How mathematics comes into play in his job
Using decision-making tools, the flight-revenue analyst seeks to optimise the company’s sales. Our motto is: the right price, for the right client, at the right time.
“With a portfolio of eight airlines, I’m in charge of optimising flight revenues. Based on the profile of the clientele we’re expecting, I calculate the number of places on each flight that should be allocated to each type of ticket booking, from “business class,” with the highest fare, down to “economy class,” with the lowest. I readjust the proportions on a daily basis as a function of the bookings we have received. I mainly use the software program Airmax, a decision-making tool developed by Air France. Based on records of past flights and the bookings that have already been made, the program suggests the number of places still needing to be filled for each fare category. If I disagree with the program’s suggestion, I can override it thanks to computer interfaces such as Alpha3 and Amadeus.

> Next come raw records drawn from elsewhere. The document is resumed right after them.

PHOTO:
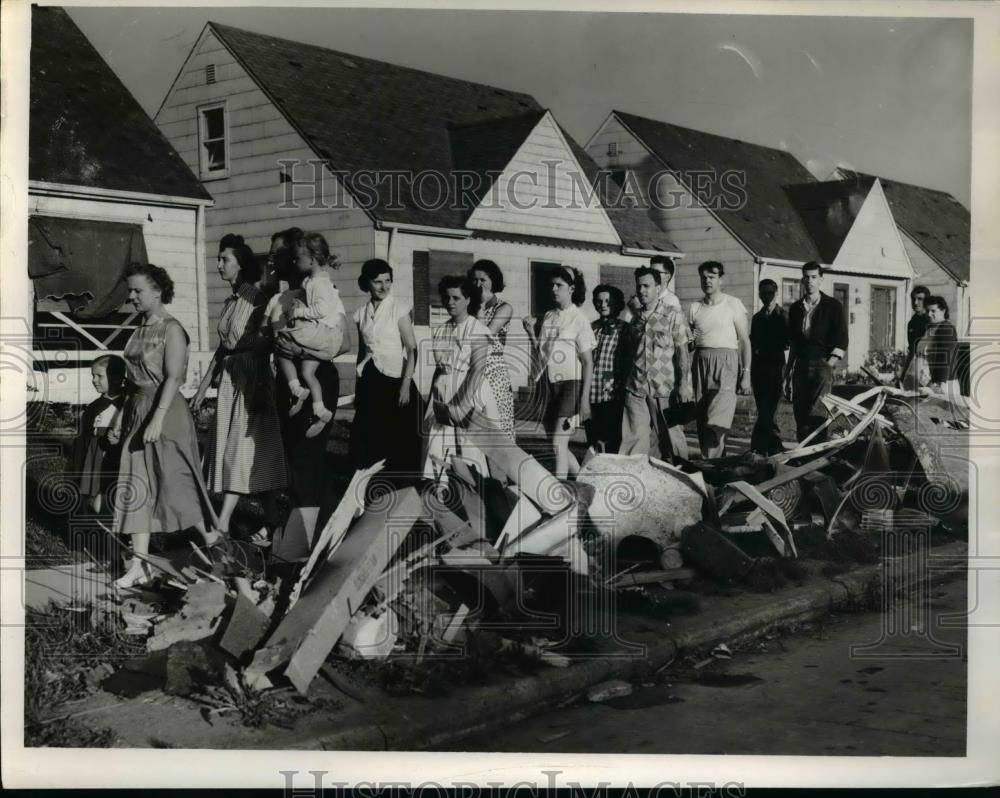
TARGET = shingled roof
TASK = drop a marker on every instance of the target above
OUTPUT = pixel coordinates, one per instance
(767, 223)
(938, 222)
(360, 114)
(85, 128)
(828, 210)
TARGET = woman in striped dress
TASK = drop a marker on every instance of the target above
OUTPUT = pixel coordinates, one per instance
(495, 314)
(245, 455)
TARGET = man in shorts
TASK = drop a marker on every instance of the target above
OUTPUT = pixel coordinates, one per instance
(660, 374)
(721, 365)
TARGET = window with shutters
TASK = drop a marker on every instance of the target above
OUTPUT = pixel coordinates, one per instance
(428, 269)
(541, 287)
(213, 138)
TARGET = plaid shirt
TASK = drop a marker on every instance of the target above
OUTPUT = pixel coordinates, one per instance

“I work with a team composed of a manager, a dozen flight-revenue analysts, a group-bookings administrator, two fares specialists, and a client assistant for the whole data-processing division. I’m also in touch with our marketers, the Air France travel agents. All our bookings use an Air France flight number; that’s typical with franchised flights.
“Aside from an interest in numbers, my job demands interpersonal skills and an ability to react. Air transport is a very dynamic sector; the number of bookings varies widely over the course of the year. Furthermore, airlines aren’t immune to change: some disappear, and others arise to fill new niches; some undergo mergers and are reborn under new names.”
What are the qualifications?
Bac + 2, DUT (university diploma in technology) or license in mathematics, with a focus on statistics.